Logo

1. Hukuk Dairesi2025/806 E. 2025/1688 K.

Yapay Zeka Özeti

Uyuşmazlık: Kadastro öncesi yaylak vasfındaki taşınmazın zilyetlikle iktisap edilip edilemeyeceği ve Hazine adına tescilinin gerekip gerekmediği.

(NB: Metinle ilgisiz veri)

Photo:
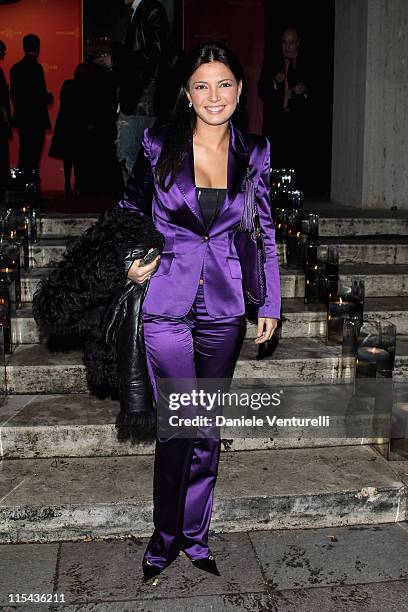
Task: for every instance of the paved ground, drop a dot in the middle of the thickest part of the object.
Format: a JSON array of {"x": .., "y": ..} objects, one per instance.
[{"x": 348, "y": 569}]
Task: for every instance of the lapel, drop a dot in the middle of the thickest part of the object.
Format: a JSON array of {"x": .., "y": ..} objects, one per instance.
[{"x": 238, "y": 160}]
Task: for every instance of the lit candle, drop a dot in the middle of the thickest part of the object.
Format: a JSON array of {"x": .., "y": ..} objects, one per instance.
[{"x": 371, "y": 359}]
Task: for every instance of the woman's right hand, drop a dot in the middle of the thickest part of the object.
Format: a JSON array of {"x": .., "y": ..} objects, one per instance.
[{"x": 139, "y": 274}]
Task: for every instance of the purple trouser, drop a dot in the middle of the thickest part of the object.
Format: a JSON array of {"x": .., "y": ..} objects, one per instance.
[{"x": 185, "y": 470}]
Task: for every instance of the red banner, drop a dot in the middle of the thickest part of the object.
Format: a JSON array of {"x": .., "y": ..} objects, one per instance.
[{"x": 59, "y": 25}]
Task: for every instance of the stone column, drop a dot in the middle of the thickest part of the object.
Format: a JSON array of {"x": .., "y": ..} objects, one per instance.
[{"x": 370, "y": 111}]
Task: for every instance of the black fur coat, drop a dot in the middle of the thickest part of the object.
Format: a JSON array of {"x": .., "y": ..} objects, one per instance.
[{"x": 89, "y": 302}]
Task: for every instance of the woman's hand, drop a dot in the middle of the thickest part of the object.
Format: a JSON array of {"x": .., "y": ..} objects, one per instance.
[
  {"x": 266, "y": 327},
  {"x": 139, "y": 274}
]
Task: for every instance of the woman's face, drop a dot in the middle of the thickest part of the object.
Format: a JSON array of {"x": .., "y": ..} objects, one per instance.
[{"x": 213, "y": 90}]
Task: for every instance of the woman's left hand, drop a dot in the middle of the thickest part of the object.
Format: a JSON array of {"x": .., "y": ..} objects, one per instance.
[{"x": 266, "y": 327}]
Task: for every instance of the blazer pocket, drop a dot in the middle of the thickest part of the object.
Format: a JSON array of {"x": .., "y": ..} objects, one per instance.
[
  {"x": 235, "y": 267},
  {"x": 165, "y": 263}
]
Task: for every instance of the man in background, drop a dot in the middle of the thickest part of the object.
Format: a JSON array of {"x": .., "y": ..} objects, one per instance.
[
  {"x": 30, "y": 101},
  {"x": 5, "y": 125},
  {"x": 283, "y": 87},
  {"x": 136, "y": 64}
]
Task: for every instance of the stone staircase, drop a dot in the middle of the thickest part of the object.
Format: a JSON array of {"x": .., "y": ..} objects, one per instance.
[{"x": 65, "y": 476}]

Gerekçe ve Sonuç: Çekişmeli taşınmazın tamamının yaylak vasfında olduğu ve 3402 sayılı Kanun'un 16/B maddesi gereğince özel mülkiyete konu edilemeyeceği, bu nedenle Hazine adına tescil yerine sınırlandırılarak özel siciline kaydedilmesi gerektiği gözetilerek yerel mahkeme kararının düzeltilerek onanmasına karar verilmiştir.

Karar Metni

"İçtihat Metni"

MAHKEMESİ :Asliye Hukuk Mahkemesi

SAYISI : 2024/286 E., 2024/380 K.

Taraflar arasındaki tapu iptali ve tescil davasından dolayı Mahkemece, bozma kararına uyularak yapılan yargılama sonunda davanın kabulüne ilişkin olarak verilen karar davalılardan ... tarafından temyiz edilmekle; kesinlik, süre, temyiz şartı ve diğer usul eksiklikler yönünden yapılan ön inceleme sonucunda, temyiz dilekçesinin kabulüne karar verildikten ve Tetkik Hâkimi tarafından hazırlanan rapor dinlendikten sonra dosyadaki belgeler incelenip gereği düşünüldü:

I. DAVA

Davacı Hazine; çekişmeli 120 ada 149 parsel sayılı taşınmazın Devletin hüküm ve tasarrufu altındaki yerlerden ve kimsenin kullanımında bulunmayan yayla niteliğinde orta malı olduğunu, davalılar yararına zilyetlikle iktisap koşullarının oluşmadığını ileri sürerek tapu iptali ve tescil istemiyle dava açmıştır.

II. CEVAP

Davalılar; taşınmazın özel mülkiyete konu yerlerden olduğunu ve uzun zamandır zilyetliklerinde bulunduğunu belirterek davanın reddini savunmuşlardır.

III. MAHKEME KARARI

Alanya 4. Asliye Hukuk Mahkemesinin 06.11.2013 tarih, 2010/155 Esas, 2013/569 Karar sayılı kararı ile; çekişmeli taşınmazın bir bölümünün yaylak vasfında olmadığı ve bu bölüm üzerinde davalı yararına zilyetlikle iktisap koşullarının oluştuğu gerekçesiyle davanın kısmen kabulüne, çekişmeli taşınmazın fen bilirkişisi Ümit Gül'ün 30.12.2012 tarihli rapor ve ekindeki krokide (B) harfi ile gösterilen 941,16 metrekarelik bölümünün davalılar mirasbırakanı adına olan tapu kaydının iptali ile Hazine adına tapuya kayıt ve tesciline, aynı raporda (A) harfi ile gösterilen bakiye bölüme yönelik talebin reddine karar verilmiştir.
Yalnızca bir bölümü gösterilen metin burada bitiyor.